Identification of dynamical Rabi shift in molecular orbitals

Observation of Floquet-like states induced by light

Analysis of light-molecule interaction effects on photocurrent

Abstract

Nanoscale molecular-electronic devices and machines are emerging as promising functional elements, naturally flexible and efficient, for next generation technologies. A deeper understanding of carrier dynamics in molecular junctions is expected to benefit many fields of nanoelectronics and power-devices. We determine time-resolved charge current flowing at donor- acceptor interface in molecular junctions connected to metallic electrodes by means of quantum transport simulations. The current is induced by the interaction of the donor with a Gaussian-shape femtosecond laser pulse.
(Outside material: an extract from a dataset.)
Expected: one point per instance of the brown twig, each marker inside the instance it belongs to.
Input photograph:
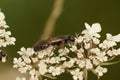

Effects of the molecular internal coupling, metal- molecule tunneling and light-donor coupling on photocurrent are discussed. We then examine the junction working through the time-resolved donor density of states. Non-equilibrium reorganization of hybridized molecular orbitals through the light-donor interaction gives rise to two phenomena: the dynamical Rabi shift and the appearance of Floquet-like states. Such insights into the dynamical photoelectronic structure of molecules are of strong interest for ultrafast spectroscopy, and open avenues toward the possibility of analyzing and controlling the internal properties of quantum nanodevices with pump-push photocurrent spectroscopy.